Infrastructure investments are relatively recession-proof, says Krista Hill in Financial Post

October 08, 2008

As governments acknowledge the need to expand and repair infrastructure across the country, new highways, transit and bridges are increasingly perceived as safe investments for those financing the projects.

Various investment funds have recently been created to provide infrastructure financing and take advantage of low-risk returns. Retirement funds and insurance companies are also diversifying into infrastructure and private equity opportunities, seen as ideal long-term investments that offset the fluctuating stock markets.

Infrastructure project advisers say the work is interesting and plentiful. British Columbia, Alberta, Ontario and Quebec recently established Crown agencies to facilitate the building and refurbishing of schools, courthouses, roads and bridges. The agencies seek private investment for the DBFO (design, build, finance and operations) of public-private partnerships (P3s). Infrastructure projects are especially attractive to funds because they are tangible assets with a local risk profile.

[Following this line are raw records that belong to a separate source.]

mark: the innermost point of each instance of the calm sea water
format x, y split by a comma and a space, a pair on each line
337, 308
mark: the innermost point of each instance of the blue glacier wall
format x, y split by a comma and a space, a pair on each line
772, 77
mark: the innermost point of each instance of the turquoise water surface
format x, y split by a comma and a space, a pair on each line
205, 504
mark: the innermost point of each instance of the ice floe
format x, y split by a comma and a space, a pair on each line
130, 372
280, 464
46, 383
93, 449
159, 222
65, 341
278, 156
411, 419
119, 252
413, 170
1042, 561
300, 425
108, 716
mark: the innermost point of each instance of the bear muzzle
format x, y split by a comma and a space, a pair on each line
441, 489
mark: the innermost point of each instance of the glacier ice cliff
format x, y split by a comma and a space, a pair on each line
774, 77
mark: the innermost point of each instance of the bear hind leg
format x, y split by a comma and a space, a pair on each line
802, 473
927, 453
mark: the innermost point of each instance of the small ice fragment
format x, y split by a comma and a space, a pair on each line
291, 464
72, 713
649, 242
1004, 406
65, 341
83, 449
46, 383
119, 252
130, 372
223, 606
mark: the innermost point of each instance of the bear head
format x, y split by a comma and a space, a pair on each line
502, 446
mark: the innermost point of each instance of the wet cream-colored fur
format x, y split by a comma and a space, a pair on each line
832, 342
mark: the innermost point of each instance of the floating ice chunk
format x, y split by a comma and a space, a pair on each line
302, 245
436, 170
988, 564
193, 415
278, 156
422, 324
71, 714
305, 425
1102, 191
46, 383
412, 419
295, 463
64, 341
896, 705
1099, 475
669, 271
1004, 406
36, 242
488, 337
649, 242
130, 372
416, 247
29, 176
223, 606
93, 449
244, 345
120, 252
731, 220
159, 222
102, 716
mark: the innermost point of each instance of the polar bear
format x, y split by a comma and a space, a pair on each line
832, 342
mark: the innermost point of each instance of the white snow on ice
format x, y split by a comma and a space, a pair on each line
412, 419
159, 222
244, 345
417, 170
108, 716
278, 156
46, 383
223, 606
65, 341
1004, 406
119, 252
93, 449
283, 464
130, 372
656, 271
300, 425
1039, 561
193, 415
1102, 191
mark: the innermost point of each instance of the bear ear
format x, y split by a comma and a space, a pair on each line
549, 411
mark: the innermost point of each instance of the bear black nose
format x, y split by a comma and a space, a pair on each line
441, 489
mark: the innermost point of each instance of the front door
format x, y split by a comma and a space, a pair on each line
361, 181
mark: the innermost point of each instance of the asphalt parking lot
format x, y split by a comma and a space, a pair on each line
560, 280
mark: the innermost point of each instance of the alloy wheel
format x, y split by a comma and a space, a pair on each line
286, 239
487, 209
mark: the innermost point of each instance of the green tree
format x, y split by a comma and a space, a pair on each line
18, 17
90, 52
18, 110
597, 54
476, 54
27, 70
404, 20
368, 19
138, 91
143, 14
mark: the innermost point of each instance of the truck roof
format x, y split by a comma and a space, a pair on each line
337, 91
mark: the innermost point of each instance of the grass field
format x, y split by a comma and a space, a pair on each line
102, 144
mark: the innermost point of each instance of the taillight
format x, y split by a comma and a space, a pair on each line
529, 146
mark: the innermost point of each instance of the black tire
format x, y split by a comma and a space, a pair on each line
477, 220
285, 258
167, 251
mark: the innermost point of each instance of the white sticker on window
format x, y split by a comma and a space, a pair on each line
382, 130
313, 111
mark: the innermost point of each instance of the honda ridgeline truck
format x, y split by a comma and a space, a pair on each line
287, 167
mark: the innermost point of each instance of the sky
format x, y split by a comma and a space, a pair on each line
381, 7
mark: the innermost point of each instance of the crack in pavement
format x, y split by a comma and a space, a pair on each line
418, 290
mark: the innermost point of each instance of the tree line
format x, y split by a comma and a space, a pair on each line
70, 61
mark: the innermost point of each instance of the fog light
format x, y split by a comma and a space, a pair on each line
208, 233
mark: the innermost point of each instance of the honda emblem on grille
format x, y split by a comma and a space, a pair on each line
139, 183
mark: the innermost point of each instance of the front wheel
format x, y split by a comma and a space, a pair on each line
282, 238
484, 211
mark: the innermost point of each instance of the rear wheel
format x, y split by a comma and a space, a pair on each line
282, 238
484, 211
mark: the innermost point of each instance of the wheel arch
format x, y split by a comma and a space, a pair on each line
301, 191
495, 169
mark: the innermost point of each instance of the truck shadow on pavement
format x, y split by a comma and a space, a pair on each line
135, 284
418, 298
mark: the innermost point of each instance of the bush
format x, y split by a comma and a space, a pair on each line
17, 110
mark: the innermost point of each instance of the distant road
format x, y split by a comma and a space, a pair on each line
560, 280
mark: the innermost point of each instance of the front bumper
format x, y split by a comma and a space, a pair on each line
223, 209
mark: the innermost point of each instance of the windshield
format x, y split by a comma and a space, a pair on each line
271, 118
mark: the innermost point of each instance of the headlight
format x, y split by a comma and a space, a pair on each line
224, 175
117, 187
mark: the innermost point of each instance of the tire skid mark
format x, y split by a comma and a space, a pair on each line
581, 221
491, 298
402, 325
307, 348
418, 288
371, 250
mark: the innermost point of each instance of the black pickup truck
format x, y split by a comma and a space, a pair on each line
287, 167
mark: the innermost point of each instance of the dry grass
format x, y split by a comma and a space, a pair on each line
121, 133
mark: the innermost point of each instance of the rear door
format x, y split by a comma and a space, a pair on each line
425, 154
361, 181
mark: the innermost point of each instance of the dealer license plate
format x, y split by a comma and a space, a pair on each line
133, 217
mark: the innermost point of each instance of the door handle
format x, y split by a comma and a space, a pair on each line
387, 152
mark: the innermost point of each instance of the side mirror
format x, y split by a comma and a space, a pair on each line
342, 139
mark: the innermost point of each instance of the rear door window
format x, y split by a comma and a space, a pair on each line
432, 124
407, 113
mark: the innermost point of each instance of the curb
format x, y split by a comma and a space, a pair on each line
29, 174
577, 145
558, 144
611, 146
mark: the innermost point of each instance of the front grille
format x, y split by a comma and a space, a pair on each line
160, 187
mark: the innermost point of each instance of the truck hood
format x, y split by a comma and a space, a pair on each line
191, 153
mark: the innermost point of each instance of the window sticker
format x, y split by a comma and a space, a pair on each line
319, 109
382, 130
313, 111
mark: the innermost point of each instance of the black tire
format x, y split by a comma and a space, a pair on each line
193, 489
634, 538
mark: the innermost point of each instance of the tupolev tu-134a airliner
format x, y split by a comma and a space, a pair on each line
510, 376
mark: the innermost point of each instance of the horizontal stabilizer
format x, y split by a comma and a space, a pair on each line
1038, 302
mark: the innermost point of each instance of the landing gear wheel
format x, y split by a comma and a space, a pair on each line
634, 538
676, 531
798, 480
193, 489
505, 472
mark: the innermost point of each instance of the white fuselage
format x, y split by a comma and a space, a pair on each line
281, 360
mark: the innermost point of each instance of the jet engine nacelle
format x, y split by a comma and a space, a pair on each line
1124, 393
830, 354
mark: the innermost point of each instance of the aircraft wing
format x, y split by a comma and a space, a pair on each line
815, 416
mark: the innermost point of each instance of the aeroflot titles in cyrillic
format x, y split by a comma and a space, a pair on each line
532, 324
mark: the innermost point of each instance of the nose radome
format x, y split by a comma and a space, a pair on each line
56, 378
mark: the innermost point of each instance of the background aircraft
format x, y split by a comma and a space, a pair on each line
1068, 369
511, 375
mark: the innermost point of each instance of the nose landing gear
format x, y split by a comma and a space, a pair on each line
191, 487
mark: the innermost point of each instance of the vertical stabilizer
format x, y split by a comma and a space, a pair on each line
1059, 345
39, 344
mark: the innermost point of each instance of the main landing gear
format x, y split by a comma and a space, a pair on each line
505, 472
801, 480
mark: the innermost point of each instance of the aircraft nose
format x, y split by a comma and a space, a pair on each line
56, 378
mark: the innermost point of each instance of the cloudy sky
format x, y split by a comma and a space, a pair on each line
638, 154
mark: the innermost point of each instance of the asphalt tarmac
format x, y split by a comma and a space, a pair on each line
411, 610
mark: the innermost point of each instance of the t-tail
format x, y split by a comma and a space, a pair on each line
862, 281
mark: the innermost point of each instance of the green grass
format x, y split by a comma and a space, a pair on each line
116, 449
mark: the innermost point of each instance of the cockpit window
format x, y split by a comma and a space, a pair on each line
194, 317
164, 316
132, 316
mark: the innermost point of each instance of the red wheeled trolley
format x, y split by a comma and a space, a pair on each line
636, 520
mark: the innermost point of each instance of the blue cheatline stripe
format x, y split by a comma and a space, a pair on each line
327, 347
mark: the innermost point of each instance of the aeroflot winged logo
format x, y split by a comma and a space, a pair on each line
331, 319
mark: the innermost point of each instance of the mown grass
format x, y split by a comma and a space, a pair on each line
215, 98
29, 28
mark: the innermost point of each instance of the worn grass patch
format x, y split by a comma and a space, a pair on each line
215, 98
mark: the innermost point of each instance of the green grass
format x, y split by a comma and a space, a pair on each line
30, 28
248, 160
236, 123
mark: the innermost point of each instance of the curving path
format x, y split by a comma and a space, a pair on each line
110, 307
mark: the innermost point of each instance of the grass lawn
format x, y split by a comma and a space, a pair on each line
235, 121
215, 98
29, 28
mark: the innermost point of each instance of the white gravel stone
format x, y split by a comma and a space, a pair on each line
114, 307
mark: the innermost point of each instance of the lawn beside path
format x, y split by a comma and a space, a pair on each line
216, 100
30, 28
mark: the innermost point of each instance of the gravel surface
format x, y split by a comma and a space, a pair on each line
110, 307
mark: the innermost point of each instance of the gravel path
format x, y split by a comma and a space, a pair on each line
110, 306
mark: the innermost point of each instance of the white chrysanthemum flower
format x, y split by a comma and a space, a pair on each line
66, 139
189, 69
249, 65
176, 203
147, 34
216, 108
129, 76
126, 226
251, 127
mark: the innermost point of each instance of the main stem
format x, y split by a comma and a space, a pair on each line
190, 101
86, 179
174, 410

To invest in infrastructure, a fund must get involved with a bidding consortium, which includes designers, engineers, builders, operators and other financial investors. The consortiums bid on tenders that are sought by government organizations seeking to create P3 investment into a specific infrastructure project.

Three or four consortium bidders typically compete for a project, and each includes many parties seeking to harmonize different terms and arrangements. The perceived stability of infrastructure investments has builders and facility management companies offering up their own equity. For example, Ellis Don, Carillion Canada and Spain's Acciona will finance and spearhead the development of infrastructure projects.

"It is relatively recession-proof," says Krista Hill. "The risk profile for this type of asset is less, so you have to be willing to take less of a return on that investment rather than the private equity returns that are riskier." The opportunities are global: "You've got a lot of money out there chasing infrastructure assets at a time when the Western world's existing infrastructure needs to be replaced and in the developing world, in India and China, there are massive demands for infrastructure."

Finding infrastructure investment opportunities is becoming competitive, says Krista. Torys' M&A practice group forecast last year that as infrastructure and pension funds seek to deploy their capital and governments get comfortable with private-sector investment, there would be more M&A activity in the sector: "That has come to be true." Yet because the sector is new, there is progress to be made when it comes to understanding risk and opportunities in the field.